I don’t blame social media or journalism for this. I think it is a product of much bigger social and political forces at work in our post-ideological age. In many ways it is to be welcomed if people resist received wisdom and imposed frameworks and have a choice of more divergent perspectives.
But as journalism reinvents itself I think that it is important that it looks at this powerful mix of emotion and relativism and asks how best an aspiration to objectivity might be fostered in this environment.
It certainly isn’t by insisting that the authorities know best — let alone the journalistic authorities.
I also don’t want to panic. Funnily enough objectivity is making a comeback.
Look at the boom in data journalism based on facts.
Look at new visual narrative makers like Vice. Yes, they feature personable young reporters telling you what’s happening out there in an informal style. But by avoiding the usual formula they are getting out of the way and allow the public to see stories more directly.
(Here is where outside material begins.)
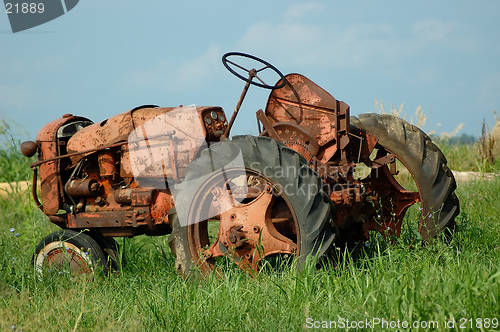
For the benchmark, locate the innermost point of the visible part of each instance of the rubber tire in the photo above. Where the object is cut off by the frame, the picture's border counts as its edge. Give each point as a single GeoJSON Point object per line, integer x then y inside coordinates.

Go read Buzzfeed. It’s famous for its cats but look at their burgeoning news content. Yes, they use lots of pictures and often they are quite witty. But the actual reporting is remarkably straight.
So along with the emotion people want more facts and reliable narratives — this is not a contradiction.
This is what I call networked journalism. At its heart is the human factor because the audience is now part of the process. There is no going back. But if everything is subjective then nothing is false and nothing is true. Subjective journalism is fine as long as it is overt and if it is not always affirmative journalism. Journalism is supposed to challenge cognitive biases not reinforce them. It must also be self-critical and self-reflexive as well as being critical of others.
For me the key principle in this — for the citizen as well as the journalist- is transparency.
Transparency is the new objectivity. And how that works is the subject for a whole new lecture.
And what about the science?
We need to know much more about the role of emotion and the consequences:
- the ontology of data,
- the political economy of identity when privacy goes public
- the sociology of influence when power is redistributed emotionally.
At the moment journalists don’t understand how the technology works in this context. We don’t know the detail of algorithms created by the digital intermediaries that drive search and sharing. Perhaps science — and not just computer science — can also help to build algorithms that encourage serendipity, that foster media literacy and even protect us from emotional harm? We need more evidence-based analysis of what Zizi Papcharissi calls ‘affective publics’. What motivates attention and agency related to media?
At the moment we have what Andrew Chadwick called a ‘hybrid media’ system blended between linear legacy journalism and the new socialised, networked news media. There is much more change to come. But the trend is clear: towards more mobile, personalised and emotionally-driven news media. And the challenge for the networked journalist is also clear: how best to sustain the ethical, social and economic value of journalism in this new emotionally networked environment.